Latam vuelve a importar

María Claudia Lacouture
Presidenta de AmCham Colombia y Aliadas

En esta secuencia de columnas sobre perspectivas que terminan teniendo impacto directo o indirecto en la relación Colombia - Estados Unidos, hace una semana hablé del “contexto global sin manual”. Hoy el foco se acerca, América Latina y el Caribe vuelven al centro de la conversación, no por un giro dramático de guión, sino por algo más estructural, porque el mundo se está fragmentando y, cuando las potencias se empujan, el hemisferio deja de ser “vecindario” y se convierte en geografía estratégica.

Con un crecimiento regional proyectado alrededor de 2,3% (muy parecido a 2,4% de 2025), la región llega con el motor encendido en primera, avanza, sí, pero no lo suficiente para cerrar las brechas acumuladas y ensanchadas de productividad, informalidad y bienestar.

El clima externo trae cuatro corrientes que se cruzan como tráfico en hora pico en América Latina: competencia geopolítica, reconfiguración de cadenas de suministro, transición energética (con disputa por minerales críticos, estándares e infraestructura) y condiciones financieras todavía exigentes para países con poco margen fiscal. Traducido: el mundo quiere menos sorpresas y la región suele ofrecerlas con entusiasmo. Por eso el reto ya no es solo crecer, sino crecer “mejor”, con reglas previsibles, instituciones que funcionen y empleo formal que, como va, parece más una especie en vía de extinción.

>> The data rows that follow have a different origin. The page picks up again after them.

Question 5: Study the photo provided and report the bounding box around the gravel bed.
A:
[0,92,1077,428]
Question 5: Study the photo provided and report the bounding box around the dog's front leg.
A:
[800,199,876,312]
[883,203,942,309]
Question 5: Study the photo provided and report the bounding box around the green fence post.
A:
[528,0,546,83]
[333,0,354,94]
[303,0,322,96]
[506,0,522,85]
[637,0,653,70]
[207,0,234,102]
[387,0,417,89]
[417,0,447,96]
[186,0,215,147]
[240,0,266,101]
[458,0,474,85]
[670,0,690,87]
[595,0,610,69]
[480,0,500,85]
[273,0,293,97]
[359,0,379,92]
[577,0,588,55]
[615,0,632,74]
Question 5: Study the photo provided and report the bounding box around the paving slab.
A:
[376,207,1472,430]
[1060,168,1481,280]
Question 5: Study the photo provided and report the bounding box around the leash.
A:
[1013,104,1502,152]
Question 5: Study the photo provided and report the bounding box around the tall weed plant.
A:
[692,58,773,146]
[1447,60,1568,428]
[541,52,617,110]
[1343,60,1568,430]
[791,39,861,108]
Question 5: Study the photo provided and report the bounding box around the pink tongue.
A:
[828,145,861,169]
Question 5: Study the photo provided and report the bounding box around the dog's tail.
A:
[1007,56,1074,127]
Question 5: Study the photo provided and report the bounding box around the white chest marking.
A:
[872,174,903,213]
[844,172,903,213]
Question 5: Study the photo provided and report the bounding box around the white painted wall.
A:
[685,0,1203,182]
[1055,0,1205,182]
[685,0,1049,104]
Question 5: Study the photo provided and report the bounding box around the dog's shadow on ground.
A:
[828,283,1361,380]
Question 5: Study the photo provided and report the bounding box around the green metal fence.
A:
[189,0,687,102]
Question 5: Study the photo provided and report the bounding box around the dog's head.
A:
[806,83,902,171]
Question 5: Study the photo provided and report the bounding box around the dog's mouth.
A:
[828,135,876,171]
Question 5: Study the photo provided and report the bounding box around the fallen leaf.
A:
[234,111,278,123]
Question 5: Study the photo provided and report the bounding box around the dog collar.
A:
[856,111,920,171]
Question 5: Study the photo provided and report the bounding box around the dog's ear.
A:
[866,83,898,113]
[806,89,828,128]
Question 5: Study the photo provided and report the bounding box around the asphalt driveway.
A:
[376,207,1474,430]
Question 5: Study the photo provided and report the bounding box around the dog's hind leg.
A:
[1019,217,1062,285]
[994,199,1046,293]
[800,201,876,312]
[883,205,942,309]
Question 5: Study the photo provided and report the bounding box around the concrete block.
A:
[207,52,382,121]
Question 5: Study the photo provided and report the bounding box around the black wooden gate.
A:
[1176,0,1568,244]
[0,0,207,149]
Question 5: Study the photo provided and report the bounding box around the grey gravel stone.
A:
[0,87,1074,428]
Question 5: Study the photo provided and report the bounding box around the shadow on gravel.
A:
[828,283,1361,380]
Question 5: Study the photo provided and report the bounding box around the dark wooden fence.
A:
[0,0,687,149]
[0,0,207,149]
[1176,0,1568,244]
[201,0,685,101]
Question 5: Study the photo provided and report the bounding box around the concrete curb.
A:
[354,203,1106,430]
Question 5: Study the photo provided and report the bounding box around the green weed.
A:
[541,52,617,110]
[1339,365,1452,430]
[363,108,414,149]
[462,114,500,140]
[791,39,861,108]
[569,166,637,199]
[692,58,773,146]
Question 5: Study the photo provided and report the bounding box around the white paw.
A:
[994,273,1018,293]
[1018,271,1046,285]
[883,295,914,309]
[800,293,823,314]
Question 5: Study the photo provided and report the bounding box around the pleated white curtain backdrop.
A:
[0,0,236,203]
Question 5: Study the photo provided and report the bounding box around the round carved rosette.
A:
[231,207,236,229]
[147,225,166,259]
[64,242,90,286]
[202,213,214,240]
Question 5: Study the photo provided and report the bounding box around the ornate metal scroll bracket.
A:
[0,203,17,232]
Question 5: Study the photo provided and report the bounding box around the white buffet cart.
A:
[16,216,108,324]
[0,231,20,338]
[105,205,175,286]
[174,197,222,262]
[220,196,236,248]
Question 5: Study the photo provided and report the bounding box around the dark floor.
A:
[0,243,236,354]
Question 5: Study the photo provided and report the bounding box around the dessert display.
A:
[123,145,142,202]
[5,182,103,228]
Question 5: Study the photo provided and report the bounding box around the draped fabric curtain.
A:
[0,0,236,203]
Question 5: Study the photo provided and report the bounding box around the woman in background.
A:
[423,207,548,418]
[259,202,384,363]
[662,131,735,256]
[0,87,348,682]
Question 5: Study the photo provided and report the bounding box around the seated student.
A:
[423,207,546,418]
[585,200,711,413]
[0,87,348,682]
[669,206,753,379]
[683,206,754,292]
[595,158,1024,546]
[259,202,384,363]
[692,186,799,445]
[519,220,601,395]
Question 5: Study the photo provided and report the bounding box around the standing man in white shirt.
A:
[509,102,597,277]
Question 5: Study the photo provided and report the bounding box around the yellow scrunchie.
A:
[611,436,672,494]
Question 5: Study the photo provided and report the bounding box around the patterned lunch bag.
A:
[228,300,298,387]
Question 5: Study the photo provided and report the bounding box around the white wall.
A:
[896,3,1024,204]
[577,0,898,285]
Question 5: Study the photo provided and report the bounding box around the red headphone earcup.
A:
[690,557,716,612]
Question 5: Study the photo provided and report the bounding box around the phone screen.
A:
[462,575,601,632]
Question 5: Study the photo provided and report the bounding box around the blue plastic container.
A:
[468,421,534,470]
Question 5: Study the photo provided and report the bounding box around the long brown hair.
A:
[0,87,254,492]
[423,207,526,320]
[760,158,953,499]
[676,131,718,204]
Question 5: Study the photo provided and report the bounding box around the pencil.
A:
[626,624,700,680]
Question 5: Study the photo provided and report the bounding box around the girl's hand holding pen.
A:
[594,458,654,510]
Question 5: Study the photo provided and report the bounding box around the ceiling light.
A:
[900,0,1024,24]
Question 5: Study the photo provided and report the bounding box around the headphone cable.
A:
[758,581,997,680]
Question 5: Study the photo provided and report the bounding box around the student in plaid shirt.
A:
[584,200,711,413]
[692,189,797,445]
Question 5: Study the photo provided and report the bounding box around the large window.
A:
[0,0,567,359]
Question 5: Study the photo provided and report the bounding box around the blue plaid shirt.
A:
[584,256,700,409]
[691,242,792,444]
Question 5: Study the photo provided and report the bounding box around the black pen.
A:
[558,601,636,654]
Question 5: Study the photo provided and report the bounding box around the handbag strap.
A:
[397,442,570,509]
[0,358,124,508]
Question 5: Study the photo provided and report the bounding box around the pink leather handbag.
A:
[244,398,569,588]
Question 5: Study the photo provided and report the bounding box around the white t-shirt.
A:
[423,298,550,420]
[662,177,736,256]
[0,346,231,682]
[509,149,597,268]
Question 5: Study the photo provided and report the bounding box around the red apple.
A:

La ventana de nearshoring sigue siendo la oportunidad más tangible, pero no se activa por cercanía geográfica ni por esfuerzos coyunturales, se gana con puertos, talento, seguridad jurídica y facilitación del comercio. Además, la revisión del Usmca en julio de 2026 añade un efecto dominó regional: lo que cambie en reglas de origen o incentivos industriales en Norteamérica reacomoda decisiones corporativas y, por extensión, las posibilidades para proveedores en el Caribe, Centroamérica y Sudamérica. Colombia puede capturar parte de esa ola si ofrece certeza operativa, no solo presentaciones bonitas.

El ciclo electoral regional -y Colombia en año presidencial- eleva la sensibilidad: cualquier fricción bilateral puede amplificarse en debate interno y mandar señales inmediatas a mercados. El 2026 también viene cargado de símbolos en EE.UU.: Mundial y America250, una vitrina perfecta para medir movilidad, seguridad y capacidad consular. Si viajar es ágil, se fortalece el soft power; si es un laberinto, se vuelve munición política. En resumen: América Latina renueva su relevancia porque el mundo la necesita más… y porque, esta vez, la relación con Washington premiará menos el discurso y más la ejecución. No importa lo que se diga, importa lo que se haga.

El contexto latinoamericano también “delinea” la agenda porque Washington mira el mapa como tablero: competencia con China, infraestructura digital, minerales, rutas marítimas seguras... Para Colombia, eso abre espacio para hablar de transición energética con pragmatismo (renovables, redes, hidrógeno, minerales críticos), de biodiversidad como activo económico y de cooperación en seguridad que evolucione hacia crimen transnacional, ciber y lavado.

La región, en pocas palabras, dejó de ser tema de pie de página y pasó a ser nota al pie… del presupuesto. ¡¡Y eso, para bien o para mal, se siente!!